Lindsey Thomson, RIR-Guelph
Lindsey Thomson, Community Engaged Learning Manager at the Institute for Community Engaged Scholarship, University of Guelph, reflects on Open Space facilitation and knowledge mobilization.
Lindsey Thomson, responsable de l’apprentissage tourné vers la communauté à l’Institute for Community Engaged Scholarship de l’Université de Guelph, offre des pistes de réflexion sur l’animation d’un forum ouvert et la mobilisation des connaissances.
Being relatively new to the role of knowledge brokering and mobilization, I am often on the lookout for new skills and practices to enhance knowledge flows and the brokering of relationships – in my case, in the world of university-community collaborations in research at the University of Guelph.
Over the previous 8 years I have been fortunate enough to work my way up through school to achieve (and survive) a graduate level education which, not surprisingly, included multiple thesis projects, more course work and community research experience than I would have ever thought I could handle at one time, and eventually beginning my career in program evaluation. I believed that there was no way these experiences could not have prepared me well for my current career in knowledge mobilization. I believed that intervening with the major pieces of knowledge and skills I had acquired over the years was always necessary to facilitate successful partnerships in research. Much to my surprise, one Open Space Facilitation workshop I attended this month has led me to seriously reconsider this thought and instead feel that mastering the fine art of doing nothing at the right time and in the right place can sometimes be just as (if not more) valuable as jumping in and facilitating the heck out of a situation.
Okay, wait. So, after all of these years of education and training in individual and community-level interventions for the betterment of society and quality of life, I can effectively (and perhaps MORE effectively) facilitate community action and change by… doing… nothing? WOW.
Now, this was my initial reaction to the content of the workshop. Luckily, the story does not stop there and there is much more to ‘doing nothing’ as a facilitator at an Open Space event than one would initially assume.
Open Space Technology was born out of creator Harrison Owen’s observation that the most ‘useful’ part of conferences were often the coffee breaks. His goal with open space was to foster this same level of energy and self-organization of people and make this into an event in itself through meeting structures that encourage a more horizontal organization of people and their ideas (e.g. sitting in a circle, giving everyone the opportunity to post session topics, democratic prioritization of next steps, etc.). Rather than sending in a professional facilitator to lead discussions or spending hours upon hours devising a conference program, Owen instead decided that the full range of stakeholders in attendance should be responsible for setting their own agenda for the day (or multiple days). Situations that lend themselves well to Open Space Technology include a diverse group of participants who must deal with a complex issue for which no one has a single, clear answer.

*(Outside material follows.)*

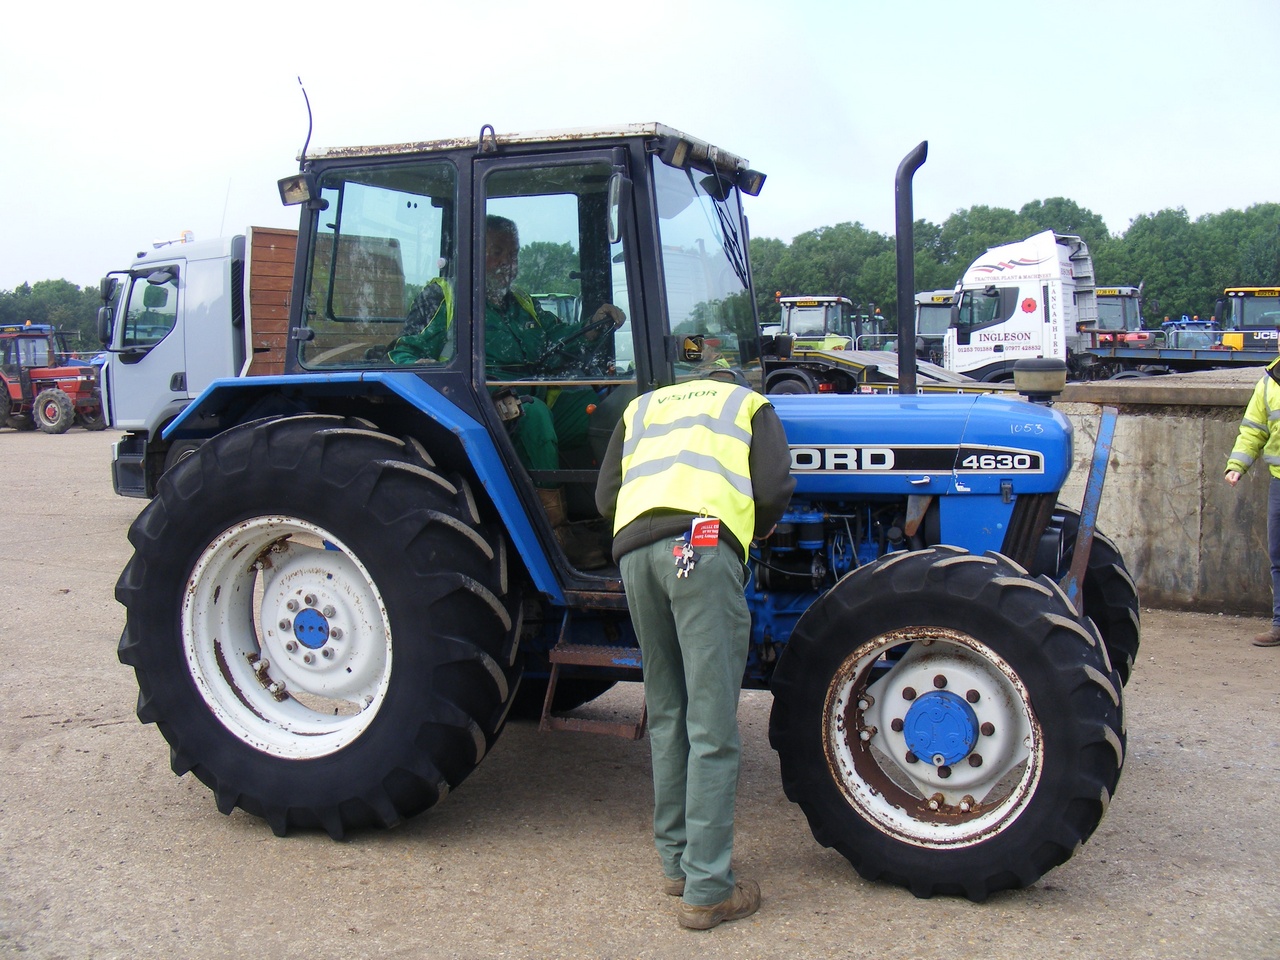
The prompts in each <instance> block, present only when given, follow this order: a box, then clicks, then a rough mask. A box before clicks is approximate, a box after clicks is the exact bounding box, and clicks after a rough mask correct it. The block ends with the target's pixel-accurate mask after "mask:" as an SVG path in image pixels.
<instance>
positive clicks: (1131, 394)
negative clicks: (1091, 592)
mask: <svg viewBox="0 0 1280 960" xmlns="http://www.w3.org/2000/svg"><path fill="white" fill-rule="evenodd" d="M1260 374H1261V371H1260V370H1258V367H1251V369H1248V370H1244V371H1215V372H1213V374H1184V375H1178V376H1152V378H1143V379H1138V380H1116V381H1103V383H1098V384H1071V385H1069V387H1068V390H1066V392H1065V393H1064V394H1062V398H1061V399H1060V401H1059V403H1056V404H1055V406H1056V407H1057V410H1060V411H1061V412H1062V413H1065V415H1066V416H1068V419H1070V420H1071V422H1073V425H1074V428H1075V466H1074V467H1073V470H1071V476H1070V477H1069V480H1068V483H1066V485H1065V486H1064V489H1062V497H1061V499H1062V502H1064V503H1066V504H1068V506H1071V507H1079V504H1080V502H1082V499H1083V497H1084V486H1085V481H1087V477H1088V471H1089V465H1091V461H1092V457H1093V443H1094V439H1096V436H1097V425H1098V417H1100V413H1101V410H1102V406H1103V404H1107V406H1115V407H1116V408H1117V410H1119V412H1120V419H1119V421H1117V422H1116V433H1115V439H1114V443H1112V449H1111V458H1110V466H1108V470H1107V479H1106V486H1105V490H1103V498H1102V499H1103V502H1102V507H1101V511H1100V513H1098V527H1100V529H1101V530H1102V532H1105V534H1106V535H1107V536H1110V538H1111V539H1112V540H1114V541H1115V543H1116V545H1117V547H1119V548H1120V552H1121V553H1123V554H1124V558H1125V564H1126V566H1128V568H1129V573H1130V575H1132V576H1133V579H1134V581H1135V582H1137V585H1138V594H1139V596H1140V598H1142V604H1143V605H1144V607H1162V608H1181V609H1197V611H1211V612H1217V611H1222V612H1229V613H1243V614H1263V616H1266V614H1270V612H1271V572H1270V564H1268V561H1267V545H1266V527H1267V486H1268V483H1270V472H1268V471H1267V470H1266V468H1265V466H1256V467H1254V468H1253V470H1251V471H1249V472H1248V474H1245V476H1244V479H1243V480H1242V481H1240V483H1239V485H1238V486H1235V488H1231V486H1228V484H1226V481H1225V480H1222V471H1224V467H1225V465H1226V457H1228V454H1229V453H1230V451H1231V447H1233V444H1234V440H1235V436H1236V433H1238V430H1239V424H1240V416H1242V413H1243V412H1244V406H1245V403H1248V399H1249V394H1251V392H1252V389H1253V385H1254V384H1256V383H1257V379H1258V376H1260Z"/></svg>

The principles of open space technology are simple:
1. Whoever comes are the right people
2. Whatever happens is the only thing that could have happened.
3. When it starts is the right time
4. When it’s over it’s over
Informing the flow of the meeting and conduct of participants is also The Law of Two Feet: If you find yourself in a situation where you are not contributing or learning, move somewhere where you can.

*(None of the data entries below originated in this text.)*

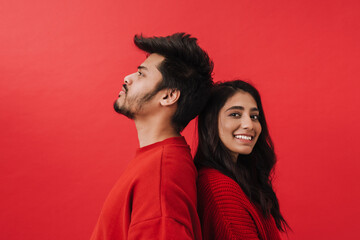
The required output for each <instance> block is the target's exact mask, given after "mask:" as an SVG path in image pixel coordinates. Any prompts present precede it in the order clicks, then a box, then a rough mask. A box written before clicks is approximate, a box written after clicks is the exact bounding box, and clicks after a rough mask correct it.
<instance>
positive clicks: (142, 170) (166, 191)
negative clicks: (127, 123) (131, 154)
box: [91, 137, 201, 240]
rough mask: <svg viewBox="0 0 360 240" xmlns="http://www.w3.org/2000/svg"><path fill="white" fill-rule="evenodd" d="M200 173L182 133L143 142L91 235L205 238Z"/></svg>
mask: <svg viewBox="0 0 360 240" xmlns="http://www.w3.org/2000/svg"><path fill="white" fill-rule="evenodd" d="M196 178H197V171H196V168H195V165H194V163H193V160H192V157H191V154H190V148H189V146H188V145H187V144H186V142H185V139H184V138H183V137H174V138H168V139H166V140H164V141H162V142H157V143H154V144H152V145H148V146H146V147H143V148H140V149H139V150H138V151H137V153H136V156H135V158H134V159H133V160H132V161H131V162H130V163H129V165H128V166H127V168H126V170H125V171H124V173H123V175H122V176H121V177H120V179H119V181H118V182H117V183H116V184H115V186H114V188H113V189H112V190H111V192H110V194H109V196H108V198H107V200H106V201H105V203H104V206H103V209H102V211H101V214H100V217H99V220H98V223H97V225H96V227H95V229H94V232H93V234H92V237H91V240H142V239H144V240H152V239H154V240H155V239H156V240H159V239H161V240H168V239H173V240H190V239H201V227H200V221H199V217H198V215H197V211H196Z"/></svg>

Learning about Open Space has not prompted me to discount the learnings I have been privileged enough and worked hard (oh so very hard!) to accumulate over the years – it has simply sparked an important moment of questioning of some of the fundamental assumptions about what it has come to mean for me to be an effective social worker, facilitator, community researcher, and knowledge mobilizer.
The idea of ‘holding space’ and its contrast with more traditional ideas of facilitation was the big ‘take home’ message for me. To ‘hold space’ is to engage a leadership style that feels unfamiliar and is more concerned with being rather than doing. To ‘hold space’ is to be present in a fully authentic manner and to go let go of any attachment you may have to a certain set of outcomes for the meeting. In Open Space, knowledge mobilization is less about an innate urge innate urge to intervene and occupy a more traditional leadership role and instead is very much about the creation of important safe and open spaces for knowledge sharing, with the utmost trust in attendees to self-organize and to effectively and efficiently address issues most important to them.
As a knowledge mobilizer and broker it now feels very worthwhile, freeing, and advantageous to ‘hold space’ in which university-community collaborations can be shaped by those most impacted by their content and function. I look forward to incorporating the fine art of doing nothing into my current and future work as a knowledge mobilizer!
Owen, H. 2008. Open space technology: A user’s guide (3rd Edition). Berrett-Koehler: San Francisco.
Corrigan, C. (n. d.). Open space technology. Retrieved from www.grunt.ca/engage/assets/OST.pdf.